How to ssh in the face of huge (25 second) latency?

5

I need to create an ssh connection between two Linux machines running Centos v5 but the latency could be as high as 25 seconds. I find that if I test something approaching this configuration artificially by simulating 7 seconds or more round trip latency using:

tc qdisc add dev eth0 root netem delay 7s

When I try:

ssh -n -o ConnectTimeout=0 WilliamKF@centos5Machine whoami

It fails after about 1 min 23 sec with:

Connection closed by 10.35.50.114

Note that ConnectTimeout=0 means never timeout. Also, simulating a round trip latency of 6 seconds results in a successful ssh after about 1 min 32 sec.
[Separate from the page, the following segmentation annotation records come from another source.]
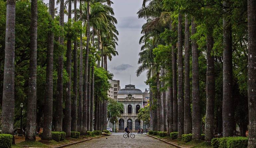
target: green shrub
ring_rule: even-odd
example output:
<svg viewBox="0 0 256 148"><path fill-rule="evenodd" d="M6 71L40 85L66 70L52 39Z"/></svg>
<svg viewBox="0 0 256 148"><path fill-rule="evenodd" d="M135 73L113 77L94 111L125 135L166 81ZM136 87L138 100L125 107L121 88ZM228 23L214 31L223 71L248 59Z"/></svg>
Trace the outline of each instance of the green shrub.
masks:
<svg viewBox="0 0 256 148"><path fill-rule="evenodd" d="M182 140L185 142L192 140L192 134L183 134L181 136Z"/></svg>
<svg viewBox="0 0 256 148"><path fill-rule="evenodd" d="M102 131L102 132L105 132L107 133L109 133L110 132L109 130L103 130Z"/></svg>
<svg viewBox="0 0 256 148"><path fill-rule="evenodd" d="M227 148L244 148L247 147L248 138L243 137L228 137L226 140Z"/></svg>
<svg viewBox="0 0 256 148"><path fill-rule="evenodd" d="M154 131L153 130L150 130L149 131L149 134L150 135L153 135L153 132L154 132Z"/></svg>
<svg viewBox="0 0 256 148"><path fill-rule="evenodd" d="M52 137L53 139L56 141L61 141L61 132L58 131L52 131Z"/></svg>
<svg viewBox="0 0 256 148"><path fill-rule="evenodd" d="M80 133L78 131L71 131L70 134L71 138L79 138L79 136L80 135Z"/></svg>
<svg viewBox="0 0 256 148"><path fill-rule="evenodd" d="M12 143L12 135L0 134L0 148L10 148Z"/></svg>
<svg viewBox="0 0 256 148"><path fill-rule="evenodd" d="M94 132L87 131L87 135L88 136L93 136L94 135Z"/></svg>
<svg viewBox="0 0 256 148"><path fill-rule="evenodd" d="M153 135L157 135L157 132L158 131L154 131L153 132Z"/></svg>
<svg viewBox="0 0 256 148"><path fill-rule="evenodd" d="M94 134L97 135L100 135L101 134L101 131L100 130L94 130Z"/></svg>
<svg viewBox="0 0 256 148"><path fill-rule="evenodd" d="M242 137L229 137L211 140L213 148L243 148L247 147L248 138Z"/></svg>
<svg viewBox="0 0 256 148"><path fill-rule="evenodd" d="M60 132L61 133L61 141L63 141L66 138L66 133L65 132Z"/></svg>
<svg viewBox="0 0 256 148"><path fill-rule="evenodd" d="M172 132L170 133L170 136L172 139L175 139L178 138L178 132Z"/></svg>

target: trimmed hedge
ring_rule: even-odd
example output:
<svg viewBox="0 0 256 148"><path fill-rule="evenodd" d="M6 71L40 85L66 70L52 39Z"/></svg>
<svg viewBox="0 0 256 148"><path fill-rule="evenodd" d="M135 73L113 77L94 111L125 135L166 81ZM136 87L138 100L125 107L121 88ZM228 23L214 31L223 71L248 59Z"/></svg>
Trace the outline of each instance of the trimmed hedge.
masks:
<svg viewBox="0 0 256 148"><path fill-rule="evenodd" d="M182 140L185 142L190 142L192 140L192 134L183 134L181 136Z"/></svg>
<svg viewBox="0 0 256 148"><path fill-rule="evenodd" d="M87 135L88 136L93 136L94 135L94 132L87 131Z"/></svg>
<svg viewBox="0 0 256 148"><path fill-rule="evenodd" d="M178 132L172 132L170 133L170 136L172 139L175 139L178 138Z"/></svg>
<svg viewBox="0 0 256 148"><path fill-rule="evenodd" d="M100 130L94 130L94 134L97 135L99 135L101 134L101 131Z"/></svg>
<svg viewBox="0 0 256 148"><path fill-rule="evenodd" d="M165 137L167 135L167 132L165 131L158 131L157 135L161 137Z"/></svg>
<svg viewBox="0 0 256 148"><path fill-rule="evenodd" d="M12 143L12 135L10 134L0 134L0 148L10 148Z"/></svg>
<svg viewBox="0 0 256 148"><path fill-rule="evenodd" d="M78 131L71 131L70 133L71 138L78 139L79 138L80 133Z"/></svg>
<svg viewBox="0 0 256 148"><path fill-rule="evenodd" d="M105 132L107 133L109 133L110 132L109 130L103 130L102 131L102 132Z"/></svg>
<svg viewBox="0 0 256 148"><path fill-rule="evenodd" d="M53 139L56 141L63 141L66 137L66 133L59 131L52 131L52 137Z"/></svg>
<svg viewBox="0 0 256 148"><path fill-rule="evenodd" d="M229 137L215 138L211 140L213 148L244 148L247 147L248 138L243 137Z"/></svg>

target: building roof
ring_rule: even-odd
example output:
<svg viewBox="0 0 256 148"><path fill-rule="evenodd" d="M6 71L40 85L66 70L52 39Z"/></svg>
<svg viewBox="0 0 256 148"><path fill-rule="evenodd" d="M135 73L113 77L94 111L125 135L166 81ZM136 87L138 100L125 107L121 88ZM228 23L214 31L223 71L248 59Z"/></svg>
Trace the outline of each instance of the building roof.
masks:
<svg viewBox="0 0 256 148"><path fill-rule="evenodd" d="M125 85L125 88L121 89L117 92L118 94L137 94L143 93L139 89L135 88L135 85L129 84Z"/></svg>

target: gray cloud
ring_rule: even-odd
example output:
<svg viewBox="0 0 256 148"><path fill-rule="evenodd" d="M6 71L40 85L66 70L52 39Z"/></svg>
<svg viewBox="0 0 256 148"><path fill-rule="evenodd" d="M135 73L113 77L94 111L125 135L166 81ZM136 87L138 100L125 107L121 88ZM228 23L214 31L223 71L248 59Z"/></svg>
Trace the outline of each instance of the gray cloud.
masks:
<svg viewBox="0 0 256 148"><path fill-rule="evenodd" d="M125 70L132 67L132 66L130 64L122 64L116 66L114 67L113 69L116 70Z"/></svg>

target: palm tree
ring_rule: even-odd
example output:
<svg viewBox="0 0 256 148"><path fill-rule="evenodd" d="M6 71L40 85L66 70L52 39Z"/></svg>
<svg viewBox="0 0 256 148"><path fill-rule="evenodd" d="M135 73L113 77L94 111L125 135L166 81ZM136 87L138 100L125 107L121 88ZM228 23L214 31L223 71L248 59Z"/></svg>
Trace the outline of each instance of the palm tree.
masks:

Is there anything I can do to get ssh to work in the face of extremely high latency on Linux? Why does ssh fail at this threshold? When I run tcpdump, I see nothing obviously wrong, there are about 51 packets, which packets of tcpdump are helpful here? Success took only around 41 packets.

WilliamKF

Posted 2010-11-19T16:11:27.927

Reputation: 6 916

2Is there a chance that correcting the 30 second latency is a possibility? That is beyond ridiculously high. What happens when you ping 10.35.50.114. What does trace route show? – Everett – 2010-11-19T16:26:22.577

i'm thinking a ridiculous amount of proxying is in place....i agree with reeeeeediculous proxies, so i am interested in responding...give me some time to look about and check source code. – RobotHumans – 2010-11-19T18:04:44.147

1it may require a recompiled ssh library...is this okay? – RobotHumans – 2010-11-19T18:05:03.990

@aking1012 The ssh is being invoked from inside a C++ application, so recompiling ssh and linking the alternate definition into the application is acceptable. – WilliamKF – 2010-11-20T05:29:20.110

@Everett I am unable to control the latency (it actually only reaches 25 seconds). In this case, I am only simulating the latency, the 10.35.50.114 is adjacent to the test machine and the connection is slowed down with the 'tc' command to simulate the latency. – WilliamKF – 2010-11-20T05:31:11.467

2Just so I understand. You have latency between your client, and some server while using SSH. You are simulating this latency bewteen your client, and another computer you have available to you? What I am saying is, latency that high would put your client, and the server you are trying to log into, approximately 60 times the circumference of the planet apart. That is a LOT (see UNGODLY) amount of latency. There is a problem that needs to be fixed between the two computers. Trying to program to correct for that large of a failure is really the wrong way to approach the problem. – Everett – 2010-11-20T05:36:19.000

1The reason is this: you are trying to allow for 25 to 30 seconds of latency for each part of the networking connect process. This doesn't just set it up so your application waits 25 to 30 seconds, you wait 25 to 30 seconds for transmission, and response, of EVERY packet. If ONE packet gets dropped in a connection based protocol, you wait for retransmit. You will NEVER see a successful connection with 30 second latency because you will likely overflow every buffer you have access to. – Everett – 2010-11-20T05:39:08.000

As I've answered your question (unless you feel I've missed something), maybe you could close it? – Everett – 2010-11-22T08:49:27.947

@Everett I was hoping to hear back from aking1012 who indicated they would look at the source code. I'm trying to succeed, not be told and accept that it can't be done. – WilliamKF – 2010-11-23T03:08:06.487

Answers

2

Short answer, you will never wait long enough with a 30 second latency per packet.

Everett

Posted 2010-11-19T16:11:27.927

Reputation: 5 425